For last-minute lodging, your best bet is to look for accommodations in nearby Sheboygan. The Blue Harbor Resort, a seven-minute drive from the event, has reduced room rates and provides a free shuttle to guests to and from the Kohler events. The resort, located on the shore of Lake Michigan, is a great place to relax and reflect on one’s experiences. If the weather is warm, open your balcony doors and let the gentle lake breeze and sounds of the surf lull you to sleep.
Kenosha-born Dan Bonanno has attended the Kohler event as a visitor, but this year he’s scheduled among the presenters. He will demonstrate the preparation of Tuscan gnocchi with braised oxtail sauce, an occasional menu item at Madison’s A Pig in a Fur Coat. All of his ingredients are locally sourced, he says – even the flour. “That’s what they do in Italy, use what’s available in their area,” he explains.

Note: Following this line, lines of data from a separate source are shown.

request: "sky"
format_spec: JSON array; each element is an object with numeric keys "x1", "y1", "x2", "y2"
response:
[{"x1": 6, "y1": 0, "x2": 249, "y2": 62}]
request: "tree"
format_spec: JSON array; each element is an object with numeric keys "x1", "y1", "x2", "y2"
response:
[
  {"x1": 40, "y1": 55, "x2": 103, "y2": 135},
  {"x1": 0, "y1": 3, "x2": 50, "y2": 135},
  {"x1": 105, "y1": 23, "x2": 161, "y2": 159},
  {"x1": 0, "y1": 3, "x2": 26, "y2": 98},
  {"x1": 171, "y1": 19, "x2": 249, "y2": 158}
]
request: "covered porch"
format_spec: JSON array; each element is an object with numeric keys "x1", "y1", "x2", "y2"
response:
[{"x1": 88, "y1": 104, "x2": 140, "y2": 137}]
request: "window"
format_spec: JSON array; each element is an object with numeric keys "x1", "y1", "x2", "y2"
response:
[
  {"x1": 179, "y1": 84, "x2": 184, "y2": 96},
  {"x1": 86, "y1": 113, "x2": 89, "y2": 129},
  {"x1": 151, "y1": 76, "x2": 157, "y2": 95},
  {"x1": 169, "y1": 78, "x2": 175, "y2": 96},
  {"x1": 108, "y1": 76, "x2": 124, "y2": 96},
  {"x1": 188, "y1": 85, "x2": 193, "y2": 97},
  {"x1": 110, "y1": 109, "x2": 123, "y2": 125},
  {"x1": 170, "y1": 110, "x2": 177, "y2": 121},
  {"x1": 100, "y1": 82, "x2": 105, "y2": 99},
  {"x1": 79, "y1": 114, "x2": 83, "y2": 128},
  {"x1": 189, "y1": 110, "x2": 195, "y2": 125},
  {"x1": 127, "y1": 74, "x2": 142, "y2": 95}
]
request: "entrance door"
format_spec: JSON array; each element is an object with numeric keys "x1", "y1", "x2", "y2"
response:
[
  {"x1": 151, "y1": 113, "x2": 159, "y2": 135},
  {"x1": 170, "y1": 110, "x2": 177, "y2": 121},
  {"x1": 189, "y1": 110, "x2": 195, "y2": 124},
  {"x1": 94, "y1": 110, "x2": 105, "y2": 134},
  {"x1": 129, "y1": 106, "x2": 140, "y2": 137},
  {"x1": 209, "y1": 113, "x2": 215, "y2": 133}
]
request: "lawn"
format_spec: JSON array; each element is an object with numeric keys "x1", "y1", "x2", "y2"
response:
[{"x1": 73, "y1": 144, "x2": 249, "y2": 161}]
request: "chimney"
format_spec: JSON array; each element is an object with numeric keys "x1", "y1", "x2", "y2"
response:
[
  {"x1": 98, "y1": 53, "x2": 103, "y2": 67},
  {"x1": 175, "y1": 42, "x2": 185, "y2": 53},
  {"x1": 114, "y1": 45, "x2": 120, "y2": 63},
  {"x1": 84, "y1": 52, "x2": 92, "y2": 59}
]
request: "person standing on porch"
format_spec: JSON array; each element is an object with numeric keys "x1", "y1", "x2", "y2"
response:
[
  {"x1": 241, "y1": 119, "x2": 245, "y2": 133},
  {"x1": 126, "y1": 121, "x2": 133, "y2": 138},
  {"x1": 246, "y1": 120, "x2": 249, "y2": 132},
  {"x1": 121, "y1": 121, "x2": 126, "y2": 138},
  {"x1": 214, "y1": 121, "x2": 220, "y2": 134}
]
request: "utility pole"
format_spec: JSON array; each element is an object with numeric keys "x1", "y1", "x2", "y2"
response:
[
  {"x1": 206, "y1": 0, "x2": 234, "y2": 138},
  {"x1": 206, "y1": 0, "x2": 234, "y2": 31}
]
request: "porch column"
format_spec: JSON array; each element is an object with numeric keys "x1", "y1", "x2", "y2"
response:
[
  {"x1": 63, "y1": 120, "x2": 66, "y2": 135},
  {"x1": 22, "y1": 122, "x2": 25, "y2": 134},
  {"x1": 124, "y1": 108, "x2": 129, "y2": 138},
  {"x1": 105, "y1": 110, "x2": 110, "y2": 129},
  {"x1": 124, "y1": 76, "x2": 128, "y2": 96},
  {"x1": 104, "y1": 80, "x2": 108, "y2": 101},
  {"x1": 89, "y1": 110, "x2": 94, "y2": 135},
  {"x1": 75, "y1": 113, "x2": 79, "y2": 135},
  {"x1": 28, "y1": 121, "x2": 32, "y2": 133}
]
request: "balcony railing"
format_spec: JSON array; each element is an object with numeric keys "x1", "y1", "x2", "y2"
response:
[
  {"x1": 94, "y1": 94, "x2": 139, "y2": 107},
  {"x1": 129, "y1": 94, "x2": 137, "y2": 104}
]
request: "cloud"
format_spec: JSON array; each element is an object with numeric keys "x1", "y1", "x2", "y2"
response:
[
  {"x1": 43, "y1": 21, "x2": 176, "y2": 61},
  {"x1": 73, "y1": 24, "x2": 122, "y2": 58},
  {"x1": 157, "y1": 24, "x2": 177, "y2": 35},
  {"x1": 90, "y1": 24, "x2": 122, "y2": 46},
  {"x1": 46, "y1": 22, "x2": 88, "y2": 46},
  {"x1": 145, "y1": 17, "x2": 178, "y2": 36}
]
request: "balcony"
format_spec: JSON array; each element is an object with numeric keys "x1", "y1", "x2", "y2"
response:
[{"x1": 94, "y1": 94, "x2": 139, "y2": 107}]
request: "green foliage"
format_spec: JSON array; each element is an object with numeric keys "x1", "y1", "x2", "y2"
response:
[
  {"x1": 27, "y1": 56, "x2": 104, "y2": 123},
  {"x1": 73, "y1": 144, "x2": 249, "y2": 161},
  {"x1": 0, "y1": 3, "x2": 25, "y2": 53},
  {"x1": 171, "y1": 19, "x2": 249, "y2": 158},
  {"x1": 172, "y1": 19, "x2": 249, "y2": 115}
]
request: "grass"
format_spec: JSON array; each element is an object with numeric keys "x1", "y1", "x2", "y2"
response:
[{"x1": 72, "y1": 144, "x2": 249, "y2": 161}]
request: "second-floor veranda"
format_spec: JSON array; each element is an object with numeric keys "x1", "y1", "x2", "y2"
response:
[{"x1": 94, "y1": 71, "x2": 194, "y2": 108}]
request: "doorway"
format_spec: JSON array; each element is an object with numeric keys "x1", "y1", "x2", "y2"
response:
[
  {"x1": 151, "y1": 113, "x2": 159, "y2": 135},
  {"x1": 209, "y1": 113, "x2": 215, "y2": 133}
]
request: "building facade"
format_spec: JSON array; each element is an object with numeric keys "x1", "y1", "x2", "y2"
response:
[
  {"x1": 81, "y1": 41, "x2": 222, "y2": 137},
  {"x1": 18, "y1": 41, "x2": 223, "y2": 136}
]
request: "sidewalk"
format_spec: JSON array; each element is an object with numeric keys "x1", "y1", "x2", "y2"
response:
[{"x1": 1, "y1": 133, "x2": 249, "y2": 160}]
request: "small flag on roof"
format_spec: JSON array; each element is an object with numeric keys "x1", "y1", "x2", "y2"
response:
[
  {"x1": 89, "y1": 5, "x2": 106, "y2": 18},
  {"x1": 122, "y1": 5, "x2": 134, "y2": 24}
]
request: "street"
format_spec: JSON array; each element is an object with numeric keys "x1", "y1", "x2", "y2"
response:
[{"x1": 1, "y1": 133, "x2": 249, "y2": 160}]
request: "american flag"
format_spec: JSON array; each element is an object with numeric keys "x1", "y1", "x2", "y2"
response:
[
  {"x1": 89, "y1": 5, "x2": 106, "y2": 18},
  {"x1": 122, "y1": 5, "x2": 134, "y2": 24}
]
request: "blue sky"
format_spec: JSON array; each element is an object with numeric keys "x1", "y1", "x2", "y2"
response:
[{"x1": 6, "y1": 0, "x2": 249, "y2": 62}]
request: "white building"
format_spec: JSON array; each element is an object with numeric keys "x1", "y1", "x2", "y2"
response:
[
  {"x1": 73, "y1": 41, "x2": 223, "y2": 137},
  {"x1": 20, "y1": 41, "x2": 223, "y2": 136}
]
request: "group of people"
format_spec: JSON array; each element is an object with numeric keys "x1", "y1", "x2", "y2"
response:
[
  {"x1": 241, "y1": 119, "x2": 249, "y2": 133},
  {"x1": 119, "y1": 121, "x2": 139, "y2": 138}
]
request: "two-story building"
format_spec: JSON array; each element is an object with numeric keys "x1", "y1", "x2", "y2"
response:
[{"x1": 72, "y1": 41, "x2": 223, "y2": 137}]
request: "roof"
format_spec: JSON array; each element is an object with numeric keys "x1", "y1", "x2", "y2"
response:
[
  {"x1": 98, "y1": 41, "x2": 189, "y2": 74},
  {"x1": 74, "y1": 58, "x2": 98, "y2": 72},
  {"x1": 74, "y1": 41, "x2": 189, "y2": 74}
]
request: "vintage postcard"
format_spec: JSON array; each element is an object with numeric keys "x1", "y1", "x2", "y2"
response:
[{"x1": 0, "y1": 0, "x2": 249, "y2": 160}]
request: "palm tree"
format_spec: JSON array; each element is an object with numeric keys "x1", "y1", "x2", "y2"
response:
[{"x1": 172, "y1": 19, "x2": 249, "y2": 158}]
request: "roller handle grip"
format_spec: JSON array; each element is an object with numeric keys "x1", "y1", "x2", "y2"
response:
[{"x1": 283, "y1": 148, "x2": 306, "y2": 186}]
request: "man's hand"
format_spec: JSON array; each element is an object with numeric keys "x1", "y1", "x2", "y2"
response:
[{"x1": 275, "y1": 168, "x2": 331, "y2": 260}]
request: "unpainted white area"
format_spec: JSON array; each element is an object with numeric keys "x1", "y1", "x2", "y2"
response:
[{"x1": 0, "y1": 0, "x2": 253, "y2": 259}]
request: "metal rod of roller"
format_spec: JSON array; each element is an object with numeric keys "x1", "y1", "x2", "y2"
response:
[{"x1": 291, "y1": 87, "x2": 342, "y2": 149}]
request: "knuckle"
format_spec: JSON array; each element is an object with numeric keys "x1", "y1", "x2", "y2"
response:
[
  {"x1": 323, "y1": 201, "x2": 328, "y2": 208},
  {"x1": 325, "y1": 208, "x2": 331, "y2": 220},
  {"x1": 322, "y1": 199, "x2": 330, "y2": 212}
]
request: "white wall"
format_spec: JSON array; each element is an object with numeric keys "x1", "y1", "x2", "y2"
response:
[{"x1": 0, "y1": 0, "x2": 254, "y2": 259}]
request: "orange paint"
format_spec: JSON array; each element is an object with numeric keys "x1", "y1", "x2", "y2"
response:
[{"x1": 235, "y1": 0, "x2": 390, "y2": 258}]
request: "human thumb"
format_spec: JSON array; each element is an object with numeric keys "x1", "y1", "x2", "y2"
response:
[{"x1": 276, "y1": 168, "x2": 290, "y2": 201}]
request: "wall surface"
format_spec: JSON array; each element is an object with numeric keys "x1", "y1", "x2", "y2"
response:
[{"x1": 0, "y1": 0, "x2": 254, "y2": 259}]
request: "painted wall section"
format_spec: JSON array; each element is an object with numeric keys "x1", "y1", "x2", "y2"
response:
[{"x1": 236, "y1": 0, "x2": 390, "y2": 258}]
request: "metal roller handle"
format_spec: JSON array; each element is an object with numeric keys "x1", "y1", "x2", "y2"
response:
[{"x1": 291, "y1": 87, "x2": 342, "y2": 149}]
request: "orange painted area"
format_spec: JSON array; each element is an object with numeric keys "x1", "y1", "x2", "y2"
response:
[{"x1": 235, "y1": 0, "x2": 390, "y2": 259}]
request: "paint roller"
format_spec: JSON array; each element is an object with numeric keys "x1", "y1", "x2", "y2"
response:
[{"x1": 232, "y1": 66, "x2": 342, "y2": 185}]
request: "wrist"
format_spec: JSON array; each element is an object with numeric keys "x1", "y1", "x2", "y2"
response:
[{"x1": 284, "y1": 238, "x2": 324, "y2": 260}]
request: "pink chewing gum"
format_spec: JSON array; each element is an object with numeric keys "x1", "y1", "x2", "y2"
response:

Since the sauce alone requires eight hours to make, Bonanno is planning to employ some TV show magic. Just as he’s finishing prepping the sauce – voila! Out it will come, ready to serve. One reason he selected this item is that it’s “fun to make” and “is appropriate as a fall-winter dish.”
Bonanno says he feels “honored” to be making his first presentation at the Kohler event. He’s eager to spend time rubbing elbows with other well-known Midwest chefs. Tickets to his presentation are $32.
Chef Paul Funk of Milwaukee’s Hinterland Erie Street Gastropub is making his second appearance at the event. Last year, he made bacon. This year’s presentation will show the “pros and cons” of using meat marinades, rubs and brines. Not surprisingly, Funk also is the butcher at Hinterland. His presentation also costs $32.
Funk says his audience may be surprised to learn that he uses far fewer marinades than rubs or brines in Hinterland’s selection of meats. (The reasons involve tenderizing the meat.)
“I like doing demonstrations at this event, because those who attend are usually up-to-date in terms of cooking trends,” he says. “They want to see what I do, then go home and try it themselves.”
The Food and Wine Experience has grown considerably since its early days. Rathermel credits this trend to the growing number of cooking shows on TV.
“When we started, all you had available was maybe a couple of cooking shows on PBS,” she says. “Now, there are entire channels dedicated to food preparation. Also, we are always working to take this event to a new level every year. We see a lot of repeat guests.”